Ke$ha is confusing. When I first heard "Tik Tok," I thought it was a joke. An unfunny morning radio jingle, in which a white girl was "rapping." When I realized it was an actual song, I was incredulous — is this what people like now? I was bewildered by the human race. A year ago, I wrote the words, "her music is fucking terrible." As her songs became impossible to ignore — blaring out of radios, dance parties and movie trailers — I tried to assure myself that she was a one-hit wonder, a novelty, soon to be seen in a light-hearted I Love The Early 21st Century special on VH1. But Ke-dollar -sign-ha has stuck around, and, unlike some other pop stars, she seems to realize she's ridiculous. We've had hints that she's in on the joke before — like when she said she wanted to do a duet with Oscar The Grouch. But now that we've seen the glitter guns, unicorns in tuxedos and the "'instruments" she plays, it's gotten to the point where it seems like maybe Ke$ha knows what she's doing. Which is: Making crappy, cheesy music and having fun doing so.

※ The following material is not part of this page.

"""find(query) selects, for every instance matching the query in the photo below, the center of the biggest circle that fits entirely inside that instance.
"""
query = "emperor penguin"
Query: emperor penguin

Lousy cornball acts are not new, silly female-driven novelty tracks are not new. It is possible to enjoy JJ Fad's "Supersonic" or L'Trimm's "The Cars That Go Boom" while recognizing that they are not well-crafted, high-quality recordings. Good fun? Yes. Good, technically? No. But those acts produced memorable songs and then disappeared. Ke$ha has two albums, a tour and has been nominated for six Billboard awards. Upsetting — unless you accept the fact that she was never trying to make high-caliber, hall-of-fame worthy music.
New York Times writer Ben Ratliff went to Ke$ha's show, and writes:
The concert was likably ratty, semi-legitimate electro-pop pantomime. It felt neither safe nor transgressive, but within some unmarked middle space, one involving glitter blown from air guns, fluorescent lipstick and a fuzzy phallus costume. It was both sharp and completely naïve, crass and sort of innocent, a sparkly anti-performance. It ended with a version of the Beastie Boys' "(You Gotta) Fight for Your Right (to Party!)" and a piñata bashing. It knew what it was up to.
Emphasis ours. Ratliff also uses words like "infantile," "dumber," "lame, enthusiastic and joyful." And since that seems to be exactly what Ke$ha is aiming for, I think we can all agree that she's succeeded.